LPS cares deeply about protecting students.
We go to great lengths to protect them physically. This is evident in many ways; secure entrances, background checks on staff members, regular drills to prepare for dangerous situations like tornadoes, fires, intruders, or other disasters, and much, much more.
It’s important to us that you also know that we also care deeply about protecting our students DIGITALLY. We go to great lengths to make sure that the interactions a student is having online are safe and appropriate, that the data we collect about them as they go through school is securely held, and that we are helping students to continue to make good digital decisions when they are not under our watchful eye. These digital efforts are often less visible than our physical security efforts, so we assemble the following information to increase awareness of these important measures that are happening in LPS every day.

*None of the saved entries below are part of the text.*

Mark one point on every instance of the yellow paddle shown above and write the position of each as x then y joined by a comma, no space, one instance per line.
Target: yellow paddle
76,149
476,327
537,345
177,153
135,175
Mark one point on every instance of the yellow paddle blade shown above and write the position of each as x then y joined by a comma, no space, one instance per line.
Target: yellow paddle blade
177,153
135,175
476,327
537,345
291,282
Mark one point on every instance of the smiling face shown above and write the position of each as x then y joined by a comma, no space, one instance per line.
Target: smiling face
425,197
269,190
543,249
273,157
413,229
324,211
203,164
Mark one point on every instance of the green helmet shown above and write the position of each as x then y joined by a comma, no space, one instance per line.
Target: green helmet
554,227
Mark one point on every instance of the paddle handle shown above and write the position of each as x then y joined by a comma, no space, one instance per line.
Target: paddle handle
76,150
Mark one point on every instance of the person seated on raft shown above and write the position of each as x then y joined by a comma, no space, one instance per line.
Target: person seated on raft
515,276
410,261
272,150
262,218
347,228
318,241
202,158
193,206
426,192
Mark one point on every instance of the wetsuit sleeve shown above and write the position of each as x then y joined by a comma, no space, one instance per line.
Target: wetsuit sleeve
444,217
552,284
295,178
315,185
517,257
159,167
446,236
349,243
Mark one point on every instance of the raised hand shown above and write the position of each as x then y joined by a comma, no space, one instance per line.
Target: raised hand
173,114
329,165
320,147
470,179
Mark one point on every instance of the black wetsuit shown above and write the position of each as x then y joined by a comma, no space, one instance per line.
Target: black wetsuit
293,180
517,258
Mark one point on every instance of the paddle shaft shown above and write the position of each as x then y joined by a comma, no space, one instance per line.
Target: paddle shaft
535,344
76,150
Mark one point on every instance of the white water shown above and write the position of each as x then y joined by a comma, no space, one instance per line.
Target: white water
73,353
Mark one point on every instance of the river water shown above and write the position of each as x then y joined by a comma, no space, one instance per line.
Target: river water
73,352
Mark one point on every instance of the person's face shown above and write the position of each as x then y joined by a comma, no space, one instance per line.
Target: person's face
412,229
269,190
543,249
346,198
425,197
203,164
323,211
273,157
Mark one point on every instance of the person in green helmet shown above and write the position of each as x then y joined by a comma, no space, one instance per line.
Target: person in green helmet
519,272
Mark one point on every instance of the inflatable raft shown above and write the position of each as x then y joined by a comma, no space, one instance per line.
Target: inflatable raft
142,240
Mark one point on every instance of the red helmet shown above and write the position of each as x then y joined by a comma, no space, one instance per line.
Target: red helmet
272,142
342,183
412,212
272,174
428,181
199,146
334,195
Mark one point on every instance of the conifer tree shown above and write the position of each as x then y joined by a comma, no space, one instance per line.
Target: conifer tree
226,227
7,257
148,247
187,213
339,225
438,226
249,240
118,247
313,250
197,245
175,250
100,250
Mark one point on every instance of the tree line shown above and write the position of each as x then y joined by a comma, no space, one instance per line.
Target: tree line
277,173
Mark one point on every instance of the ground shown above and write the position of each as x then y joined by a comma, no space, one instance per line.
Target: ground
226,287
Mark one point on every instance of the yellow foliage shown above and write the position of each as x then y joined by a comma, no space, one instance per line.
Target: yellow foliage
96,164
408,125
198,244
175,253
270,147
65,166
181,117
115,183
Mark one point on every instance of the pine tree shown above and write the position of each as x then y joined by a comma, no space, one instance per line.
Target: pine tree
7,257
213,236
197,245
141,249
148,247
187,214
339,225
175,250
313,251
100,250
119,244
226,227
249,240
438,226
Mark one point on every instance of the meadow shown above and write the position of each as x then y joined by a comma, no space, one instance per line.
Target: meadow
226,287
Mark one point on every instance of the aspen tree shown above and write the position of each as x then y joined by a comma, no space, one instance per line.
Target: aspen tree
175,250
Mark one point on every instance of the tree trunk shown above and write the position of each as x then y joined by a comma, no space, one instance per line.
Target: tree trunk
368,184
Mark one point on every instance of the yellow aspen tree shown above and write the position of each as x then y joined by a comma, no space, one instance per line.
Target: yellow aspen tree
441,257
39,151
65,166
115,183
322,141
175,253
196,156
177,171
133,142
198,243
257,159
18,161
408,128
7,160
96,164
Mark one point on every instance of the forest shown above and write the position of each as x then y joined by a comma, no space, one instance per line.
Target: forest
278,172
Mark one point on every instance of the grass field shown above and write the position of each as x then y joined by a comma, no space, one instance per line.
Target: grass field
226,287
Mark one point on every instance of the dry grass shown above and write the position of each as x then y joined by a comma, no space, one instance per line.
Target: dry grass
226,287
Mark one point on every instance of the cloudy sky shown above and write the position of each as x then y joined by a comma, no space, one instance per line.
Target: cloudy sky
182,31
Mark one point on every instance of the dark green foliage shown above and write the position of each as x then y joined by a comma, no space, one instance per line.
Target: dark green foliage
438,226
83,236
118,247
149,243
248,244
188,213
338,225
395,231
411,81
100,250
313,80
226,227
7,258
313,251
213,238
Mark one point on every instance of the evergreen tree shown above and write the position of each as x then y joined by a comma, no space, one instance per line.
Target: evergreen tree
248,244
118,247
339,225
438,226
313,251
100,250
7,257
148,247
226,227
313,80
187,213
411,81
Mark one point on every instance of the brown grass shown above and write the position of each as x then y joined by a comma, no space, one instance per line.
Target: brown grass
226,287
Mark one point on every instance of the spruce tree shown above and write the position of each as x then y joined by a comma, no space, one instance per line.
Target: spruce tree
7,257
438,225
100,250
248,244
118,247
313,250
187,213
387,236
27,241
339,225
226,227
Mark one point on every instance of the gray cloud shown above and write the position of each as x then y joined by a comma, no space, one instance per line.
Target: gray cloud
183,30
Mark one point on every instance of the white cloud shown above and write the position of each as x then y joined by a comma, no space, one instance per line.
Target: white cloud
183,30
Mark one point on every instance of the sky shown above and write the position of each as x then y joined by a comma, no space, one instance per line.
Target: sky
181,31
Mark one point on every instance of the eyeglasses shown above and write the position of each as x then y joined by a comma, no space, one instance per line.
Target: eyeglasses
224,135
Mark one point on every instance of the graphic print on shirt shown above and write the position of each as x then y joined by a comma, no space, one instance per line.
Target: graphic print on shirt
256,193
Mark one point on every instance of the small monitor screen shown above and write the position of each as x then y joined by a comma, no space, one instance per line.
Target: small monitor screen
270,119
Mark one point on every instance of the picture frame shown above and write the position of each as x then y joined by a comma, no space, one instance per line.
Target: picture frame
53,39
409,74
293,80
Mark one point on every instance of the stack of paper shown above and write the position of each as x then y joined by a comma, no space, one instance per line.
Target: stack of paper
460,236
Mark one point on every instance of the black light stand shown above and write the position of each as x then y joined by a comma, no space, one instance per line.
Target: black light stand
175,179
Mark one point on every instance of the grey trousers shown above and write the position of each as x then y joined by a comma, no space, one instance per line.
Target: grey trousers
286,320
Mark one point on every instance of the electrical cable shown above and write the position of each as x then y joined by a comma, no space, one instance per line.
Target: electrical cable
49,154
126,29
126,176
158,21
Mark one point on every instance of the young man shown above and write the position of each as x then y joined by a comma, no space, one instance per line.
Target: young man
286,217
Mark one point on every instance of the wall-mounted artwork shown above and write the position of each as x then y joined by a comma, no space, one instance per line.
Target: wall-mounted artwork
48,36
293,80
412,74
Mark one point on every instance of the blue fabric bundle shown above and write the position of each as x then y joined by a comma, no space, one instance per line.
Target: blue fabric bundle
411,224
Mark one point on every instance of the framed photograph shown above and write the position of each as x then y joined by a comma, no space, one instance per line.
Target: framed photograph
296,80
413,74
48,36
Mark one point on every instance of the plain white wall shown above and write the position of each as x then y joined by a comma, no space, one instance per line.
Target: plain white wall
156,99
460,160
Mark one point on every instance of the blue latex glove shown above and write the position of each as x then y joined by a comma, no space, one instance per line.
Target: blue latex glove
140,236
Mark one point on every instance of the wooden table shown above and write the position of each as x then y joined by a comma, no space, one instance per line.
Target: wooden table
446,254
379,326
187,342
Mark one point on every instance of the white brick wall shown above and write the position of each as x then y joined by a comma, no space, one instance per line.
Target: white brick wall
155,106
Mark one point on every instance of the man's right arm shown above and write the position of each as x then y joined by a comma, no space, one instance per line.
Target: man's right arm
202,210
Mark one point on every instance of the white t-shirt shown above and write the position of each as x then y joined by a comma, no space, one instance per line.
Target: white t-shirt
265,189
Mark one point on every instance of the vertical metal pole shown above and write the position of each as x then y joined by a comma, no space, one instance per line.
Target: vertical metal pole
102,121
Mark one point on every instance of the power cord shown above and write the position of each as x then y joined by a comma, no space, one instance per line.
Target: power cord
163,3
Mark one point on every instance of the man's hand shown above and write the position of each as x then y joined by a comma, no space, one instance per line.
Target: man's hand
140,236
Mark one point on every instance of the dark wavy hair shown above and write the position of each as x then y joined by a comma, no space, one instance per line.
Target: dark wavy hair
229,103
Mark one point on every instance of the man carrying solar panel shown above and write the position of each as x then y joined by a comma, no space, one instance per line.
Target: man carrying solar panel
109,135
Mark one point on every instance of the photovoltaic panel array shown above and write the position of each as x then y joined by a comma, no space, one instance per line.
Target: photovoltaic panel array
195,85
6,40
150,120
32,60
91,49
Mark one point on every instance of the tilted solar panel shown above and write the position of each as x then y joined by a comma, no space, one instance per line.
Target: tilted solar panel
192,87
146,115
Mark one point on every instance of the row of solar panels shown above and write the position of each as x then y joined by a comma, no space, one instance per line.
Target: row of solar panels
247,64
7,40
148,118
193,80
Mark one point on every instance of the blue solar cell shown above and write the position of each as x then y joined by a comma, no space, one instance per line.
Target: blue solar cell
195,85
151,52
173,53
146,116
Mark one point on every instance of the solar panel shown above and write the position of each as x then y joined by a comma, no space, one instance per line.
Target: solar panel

If you are left with questions about our data security practices in LPS, please reach out to us through ConnectNow by selecting Technology Services as your category.
There are many “layers” of digital protections that follow your student as they go through their day. It is easier to understand them if we break them down by layers of protection & caring. We will start with some Federal statutes that protect all children and their data in America.
Rights and Privacy Act
20 U.S.C. § 1232g; 34 CFR Part 99
Protects the privacy of student education records. The law applies to all schools that receive funds from programs of the U.S. Department of Education.
Privacy Protection Act
20 U.S.C. § 1232g; 16 CFR Part 312
Imposes requirements on operators of websites or online services that collect personally identifiable information from children under 13 years of age.
47 U.S.C. § 254
Requires schools to have a web content filter limiting children’s access to obscene or harmful content and a plan to educate students on topics of digital citizenship.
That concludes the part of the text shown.